There is a growing incidence of application of anabolic steroids, ordered on the internet, to increase muscle mass especially in the bodybuilding community. Androgenic and anabolic steroids have been implicated in four distinct forms of liver injury: transient liver enzyme elevation, acute cholestatic syndrome, chronic vascular injury, and hepatic tumors including adenomas and hepatocellular carcinoma. The liver injury generally arises within 1–4 months after starting the intake of steroids but may be delayed as long as 6–24 months post-intake [4]. Cholestasis tends to be prolonged after the discontinuation of the causative agent, as we saw in our patient. Presumably, this is due to slower repair and regeneration mechanisms in the cholangiocytes compared to the hepatocytes. Nevertheless, these changes often resolve following withdrawal of the offending agent, but in some cases, if there is a significant loss of the interlobular bile ducts, drug-induced cholestasis can lead to chronic liver disease that may progress to liver failure [5].

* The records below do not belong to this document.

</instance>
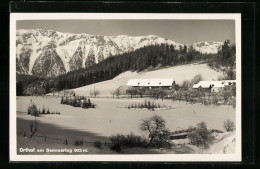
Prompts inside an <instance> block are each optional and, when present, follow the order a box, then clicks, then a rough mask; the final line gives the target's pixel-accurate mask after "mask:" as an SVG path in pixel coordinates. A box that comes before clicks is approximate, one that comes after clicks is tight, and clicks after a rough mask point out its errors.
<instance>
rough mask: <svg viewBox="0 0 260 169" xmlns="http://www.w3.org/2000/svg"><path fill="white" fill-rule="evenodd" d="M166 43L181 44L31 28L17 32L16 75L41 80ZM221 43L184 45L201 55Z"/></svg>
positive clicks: (150, 37)
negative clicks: (123, 55) (16, 72)
mask: <svg viewBox="0 0 260 169" xmlns="http://www.w3.org/2000/svg"><path fill="white" fill-rule="evenodd" d="M156 44H168V45H173V46H174V48H175V49H177V50H178V49H179V48H180V46H182V47H183V46H184V44H179V43H176V42H174V41H171V40H168V39H165V38H161V37H158V36H155V35H148V36H137V37H132V36H127V35H119V36H100V35H89V34H85V33H82V34H73V33H61V32H57V31H53V30H42V29H30V30H24V29H21V30H17V32H16V72H17V73H19V74H32V75H37V76H43V77H55V76H57V75H60V74H63V73H66V72H69V71H72V70H76V69H79V68H85V67H89V66H92V65H93V64H96V63H98V62H100V61H102V60H104V59H106V58H108V57H111V56H113V55H117V54H122V53H126V52H131V51H134V50H136V49H139V48H142V47H144V46H150V45H156ZM221 45H222V42H199V43H194V44H187V47H188V48H189V47H190V46H193V47H194V49H195V50H198V51H200V52H202V53H217V51H218V49H219V48H220V47H221Z"/></svg>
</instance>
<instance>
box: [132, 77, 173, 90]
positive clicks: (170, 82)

In the recent literature, we found several cases of bile acid nephropathy related to abuse of anabolic and androgenic steroids [6, 7, 8, 9, 10]. However, the severity of the kidney injury and the requirement of hemodialysis observed in our patient are unique and have not been previously described.
Conclusion
Bile cast nephropathy is a rare differential diagnosis of acute kidney injury in patients with severe hyperbilirubinemia. Full recovery of renal function is suspected with decreasing bilirubin levels; thus, early recognition and treatment of the underlying disease is essential. The reasons for hyperbilirubinemia are multiple, but thorough investigation is needed to include possible illicitly purchased substances in the differential diagnosis.
Statement of Ethics
The participant gave written informed consent for publication of this case report.
Disclosure Statement
The authors of this manuscript declare no conflicts of interest as described by Karger Case Reports in Nephrology and Dialysis. P.H.-M. is supported by the Else Kröner-Fresenius-Stiftung (grant 2012_A255) and by the Astellas foundation for biomedical research (grant CH-02-RG-248).